BlackRock-backed Scalable Capital closes UK consumer platform
Scalable Capital, a European robo-adviser, is set to shutter its UK service in order to focus on growing the business in Germany.
Clients based in the UK were told on 27 January that their accounts would be closed by 28 February if they had not already transferred their assets off the platform by that time.
Simon Miller, chief executive of the UK business, tells The Block that the decision was part of a move to consolidate the pan-European firm’s services under the German entity.
“We’re crossing €3 billion now across the platform, and a lot of that’s on the German platform,” he says. “Operating multiple direct-to-consumer platforms is basically becoming quite inefficient.”
Miller declined to say how many UK customers had been affected by the decision.
Scalable is one of the largest robo-advisers in Europe valued at $460 million.
It offer wealth management tools online and at relatively low cost.

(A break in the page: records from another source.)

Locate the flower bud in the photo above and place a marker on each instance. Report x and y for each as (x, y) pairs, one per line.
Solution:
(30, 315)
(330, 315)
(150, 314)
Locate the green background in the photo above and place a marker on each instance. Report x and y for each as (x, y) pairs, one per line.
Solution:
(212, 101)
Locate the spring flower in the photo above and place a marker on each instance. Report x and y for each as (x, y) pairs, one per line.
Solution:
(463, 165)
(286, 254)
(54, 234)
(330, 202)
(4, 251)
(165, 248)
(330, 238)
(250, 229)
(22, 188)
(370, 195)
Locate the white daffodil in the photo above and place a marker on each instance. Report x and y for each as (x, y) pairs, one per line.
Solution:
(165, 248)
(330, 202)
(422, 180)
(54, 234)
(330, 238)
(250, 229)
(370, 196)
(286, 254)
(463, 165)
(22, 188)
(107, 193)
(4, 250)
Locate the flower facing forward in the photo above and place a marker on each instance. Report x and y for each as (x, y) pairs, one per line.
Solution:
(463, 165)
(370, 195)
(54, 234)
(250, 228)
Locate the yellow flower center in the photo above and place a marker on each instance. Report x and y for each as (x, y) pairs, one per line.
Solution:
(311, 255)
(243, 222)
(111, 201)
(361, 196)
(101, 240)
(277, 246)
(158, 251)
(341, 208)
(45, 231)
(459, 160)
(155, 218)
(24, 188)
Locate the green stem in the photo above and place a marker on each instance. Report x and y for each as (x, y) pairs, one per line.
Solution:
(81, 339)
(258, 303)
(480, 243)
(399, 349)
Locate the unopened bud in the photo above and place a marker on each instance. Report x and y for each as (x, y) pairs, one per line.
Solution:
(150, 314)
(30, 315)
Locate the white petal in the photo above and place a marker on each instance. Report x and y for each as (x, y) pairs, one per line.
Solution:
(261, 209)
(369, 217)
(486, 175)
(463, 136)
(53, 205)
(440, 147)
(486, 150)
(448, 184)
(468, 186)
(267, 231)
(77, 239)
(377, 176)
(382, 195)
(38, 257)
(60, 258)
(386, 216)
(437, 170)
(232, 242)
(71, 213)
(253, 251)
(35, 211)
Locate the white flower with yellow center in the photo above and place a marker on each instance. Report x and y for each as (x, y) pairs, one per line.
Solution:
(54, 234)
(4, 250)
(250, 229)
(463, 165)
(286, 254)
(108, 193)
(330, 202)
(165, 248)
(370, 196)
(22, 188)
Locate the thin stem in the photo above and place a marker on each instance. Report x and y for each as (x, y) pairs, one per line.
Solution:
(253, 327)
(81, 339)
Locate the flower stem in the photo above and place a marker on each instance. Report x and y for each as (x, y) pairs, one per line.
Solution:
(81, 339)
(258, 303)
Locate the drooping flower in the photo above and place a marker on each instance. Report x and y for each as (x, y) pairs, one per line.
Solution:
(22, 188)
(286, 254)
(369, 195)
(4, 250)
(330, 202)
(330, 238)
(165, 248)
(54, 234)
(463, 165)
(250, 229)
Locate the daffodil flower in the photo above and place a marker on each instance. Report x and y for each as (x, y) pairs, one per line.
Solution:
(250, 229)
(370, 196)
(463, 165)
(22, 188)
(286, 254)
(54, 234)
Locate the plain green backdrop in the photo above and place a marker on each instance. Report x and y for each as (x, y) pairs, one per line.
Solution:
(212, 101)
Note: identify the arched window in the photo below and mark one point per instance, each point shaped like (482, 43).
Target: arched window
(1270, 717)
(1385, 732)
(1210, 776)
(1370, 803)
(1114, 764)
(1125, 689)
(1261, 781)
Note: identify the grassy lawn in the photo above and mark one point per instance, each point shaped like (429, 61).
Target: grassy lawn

Many of these companies have pivoted their business models in recent years to focus on business-to-business (B2B) client relationships, whereby they licence their technology to established financial institutions rather than catering directly to customers.
Scalable partnered with UK lender Barclays to launch a digital advice service last July.
Despite the decision to close the consumer business, Miller says Scalable remains committed to the UK, “first and foremost through our B2B partnership on digital investing with Barclays”.
Scalable raised another €50 million in July 2020, bringing its total fundraising to €116 million.
In addition to BlackRock, one of the world’s largest asset managers, its backers include HV Holtzbrinck Ventures and Tengelmann Ventures.